There is speculation that Mr Johnson might promise to reduce stamp duty on expensive properties and a clean Brexit would benefit construction companies as sentiment towards homeownership would improve, given the record levels seen in the labour market. The likelihood a Labour government would also reduce drastically, which would cast good news for utilities which have had to face the danger of nationalisation under a potential Labour government.
However, the possibility of a no-deal Brexit on 31 October, which many regards to be profoundly damaging for the British economy, has increased to 40%, according to a report by National Institute of Social and Economic Research (NIESR). Analysts at UBS pointed out that the Conservative party is not united, and the lack of majority poses a potential barrier for Mr Johnson. Although they believe there is a 50% chance of a no-deal Brexit, there are still high chances that the UK would ask for a further extension to exit day. This might be due to a general election because of a no-confidence vote or because of a change in stance from Mr Johnson
If uncertainties are not reduced and Mr Johnson fails to find a way out, Sterling is expected to depreciate further, with some predicting parity with the US dollar. As two-thirds of the revenue generated by the FTSE 100 companies are from overseas, Pound has a negative correlation with the FTSE 100 and the index is forecasted to outperform relative to the FTSE 250 amid weakness in the Pound. However, the domestically focused FTSE 250 will bear the brunt of a weaker pound as input costs for many firms are expected to increase with a rise in the cost of importing.

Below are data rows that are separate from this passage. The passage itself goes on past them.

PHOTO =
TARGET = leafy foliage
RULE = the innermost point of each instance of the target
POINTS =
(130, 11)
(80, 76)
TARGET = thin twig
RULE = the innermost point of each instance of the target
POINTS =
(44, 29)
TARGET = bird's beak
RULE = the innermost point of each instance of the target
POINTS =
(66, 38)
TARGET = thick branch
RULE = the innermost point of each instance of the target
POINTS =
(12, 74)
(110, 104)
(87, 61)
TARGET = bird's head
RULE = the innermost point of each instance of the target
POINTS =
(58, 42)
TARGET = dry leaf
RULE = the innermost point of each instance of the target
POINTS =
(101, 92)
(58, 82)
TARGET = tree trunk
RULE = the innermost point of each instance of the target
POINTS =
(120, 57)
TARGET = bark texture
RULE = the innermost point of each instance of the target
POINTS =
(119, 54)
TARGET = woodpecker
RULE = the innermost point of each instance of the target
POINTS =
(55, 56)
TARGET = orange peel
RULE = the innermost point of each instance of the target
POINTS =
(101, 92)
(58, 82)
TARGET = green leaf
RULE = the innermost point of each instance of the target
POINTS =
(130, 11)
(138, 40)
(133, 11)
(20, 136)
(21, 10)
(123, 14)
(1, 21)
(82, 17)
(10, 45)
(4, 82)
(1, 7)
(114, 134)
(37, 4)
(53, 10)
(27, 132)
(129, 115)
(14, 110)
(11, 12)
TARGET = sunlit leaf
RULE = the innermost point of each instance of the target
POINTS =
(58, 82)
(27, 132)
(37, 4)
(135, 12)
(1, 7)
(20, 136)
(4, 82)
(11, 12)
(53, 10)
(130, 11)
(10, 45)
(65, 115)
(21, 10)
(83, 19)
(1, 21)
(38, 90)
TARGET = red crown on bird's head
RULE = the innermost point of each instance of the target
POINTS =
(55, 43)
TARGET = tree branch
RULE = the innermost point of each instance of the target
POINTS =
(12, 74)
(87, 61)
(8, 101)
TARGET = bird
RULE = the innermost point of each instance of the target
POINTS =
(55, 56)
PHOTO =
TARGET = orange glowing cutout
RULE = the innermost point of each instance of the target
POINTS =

Assuming that the central bank will undertake expansionary policy to pump fresh support into the economy, bond prices have increased of late in synchronisation with the global debt market. However, investors would seek to invest outside the UK due to the political crises, increasing the borrowing cost for the country. Moreover, there is a possibility that the government would seek higher borrowing and lower taxes to engineer an economic stimulus to cushion the blow from Brexit.
The International Monetary Fund recently warned of global economic shock if Britain leaves the EU without a deal and ranked it as one of the chief threats to the world economy. While officially EU leaders have said that they look forward to working with Mr Johnson to facilitate the process, they remain wary of the new prime minister and are preparing to resist the demand for a new deal. Boris Johnson must remember that his country is far more economically dependent on the EU than vice versa and his threats of a no-deal exit fall on deaf ears in the political chambers of the European Union.